Offensively, quarterback Brett Hundley shook off an early pick-six and ended up 22-of-31 for 326 yards and three touchdowns. He also rushed for a 15-yard score.

And let’s not overlook the fact that the Bruins are now 3-0 against USC in the Mora era. To boot, all three wins have come by 10 points or more. The last time that happened was 1953-55, a time period that saw the Bruins win the UPI national championship in 1954.

Mora took all of two sentences to relish the significance of the win.

“We don’t bask in moments,” he said. “We’ll just move on to the next moment.”

The next moment involves a Stanford squad that is 3-0 against Mora. With a victory Friday the Bruins will clinch the Pac-12 South and face the Oregon Ducks in the Pac-12 championship game. If they lose, then Saturday’s Territorial Cup between Arizona State and Arizona will determine the division champion.

Schematically, the Bruins didn’t make any drastic overhauls when they hit their two-game skid. They took the leash off Hundley and gave him more freedom to run. And they put more of an emphasis on their base offense. But for the most part, the UCLA team Saturday -- from an X's and O's standpoint -- was the same that won Aug. 30 at Virginia.

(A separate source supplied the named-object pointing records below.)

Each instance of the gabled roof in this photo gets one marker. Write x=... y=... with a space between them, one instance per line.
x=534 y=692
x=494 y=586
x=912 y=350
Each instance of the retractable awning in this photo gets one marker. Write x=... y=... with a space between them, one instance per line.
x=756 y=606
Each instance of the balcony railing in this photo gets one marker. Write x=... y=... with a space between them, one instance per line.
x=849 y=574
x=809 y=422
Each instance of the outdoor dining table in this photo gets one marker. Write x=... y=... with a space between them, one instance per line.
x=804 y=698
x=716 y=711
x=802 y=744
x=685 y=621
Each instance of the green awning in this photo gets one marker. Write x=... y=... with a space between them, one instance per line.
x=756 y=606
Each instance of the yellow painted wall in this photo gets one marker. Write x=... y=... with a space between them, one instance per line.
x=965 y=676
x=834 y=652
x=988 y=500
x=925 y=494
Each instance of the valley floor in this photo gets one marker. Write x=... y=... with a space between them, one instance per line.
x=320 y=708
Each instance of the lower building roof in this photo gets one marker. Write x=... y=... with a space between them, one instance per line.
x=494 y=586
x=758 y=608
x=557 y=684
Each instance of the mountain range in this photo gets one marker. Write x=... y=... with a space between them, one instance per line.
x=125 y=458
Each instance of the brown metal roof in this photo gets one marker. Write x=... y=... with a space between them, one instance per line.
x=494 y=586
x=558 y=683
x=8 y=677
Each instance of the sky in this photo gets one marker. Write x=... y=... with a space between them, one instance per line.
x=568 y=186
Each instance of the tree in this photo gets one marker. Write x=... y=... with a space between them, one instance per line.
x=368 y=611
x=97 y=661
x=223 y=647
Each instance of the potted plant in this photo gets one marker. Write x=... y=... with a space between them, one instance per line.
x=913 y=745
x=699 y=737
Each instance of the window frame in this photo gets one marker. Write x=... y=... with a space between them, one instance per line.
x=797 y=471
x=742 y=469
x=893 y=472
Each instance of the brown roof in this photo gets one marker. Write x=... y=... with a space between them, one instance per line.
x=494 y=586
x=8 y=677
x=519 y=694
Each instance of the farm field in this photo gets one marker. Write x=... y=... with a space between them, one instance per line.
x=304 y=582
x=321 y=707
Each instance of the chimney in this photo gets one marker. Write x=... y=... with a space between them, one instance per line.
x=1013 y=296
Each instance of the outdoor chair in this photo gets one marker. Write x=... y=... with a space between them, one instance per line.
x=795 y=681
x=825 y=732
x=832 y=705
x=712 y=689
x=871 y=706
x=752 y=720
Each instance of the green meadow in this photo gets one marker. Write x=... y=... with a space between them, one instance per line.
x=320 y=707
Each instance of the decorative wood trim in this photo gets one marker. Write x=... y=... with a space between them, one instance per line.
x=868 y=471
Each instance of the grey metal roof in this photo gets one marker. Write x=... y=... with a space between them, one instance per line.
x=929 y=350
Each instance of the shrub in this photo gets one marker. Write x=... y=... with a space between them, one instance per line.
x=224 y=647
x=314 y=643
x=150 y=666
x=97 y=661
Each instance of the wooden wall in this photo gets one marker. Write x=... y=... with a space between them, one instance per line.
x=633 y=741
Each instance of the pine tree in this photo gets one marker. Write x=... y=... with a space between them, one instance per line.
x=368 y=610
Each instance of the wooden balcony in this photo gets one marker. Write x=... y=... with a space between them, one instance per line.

“Those two losses feel like 100 years ago,” offensive coordinator Noel Mazzone said. “That doesn’t mean I’m not [upset] that we lost both. I think we’ve seen the offensive line really improve over the last month. And the glass half full is that maybe we’re a better football team because of those losses. The kids refocused, and we went back to our base, and we figured we’d just get good at what we do.”

It sounds simple enough. The result has been a spike in the national rankings and UCLA’s second win over a top-20 team in its last five games. And the Bruins are sure to climb again when the new rankings are released Tuesday, given their win over the No. 19 Trojans and Ole Miss’ loss to Arkansas.

Of course, just like when his team was ranked No. 7 in the preseason, Mora was in no mood to talk about the playoff.

“I talk about the Pac-12 championship,” he said. “We have to win Friday. If we can win Friday, we will have another shot to win the Pac-12 championship. I don’t talk about that other stuff.”

And yet the “other stuff” can’t be ignored. Because if the Bruins were to win the conference, it would include a win over (likely) No. 2 Oregon and give them a compelling case for being the best two-loss team in the country. And if a conference championship counts for something -- as the selection committee claims -- the Bruins would have a very strong argument for inclusion.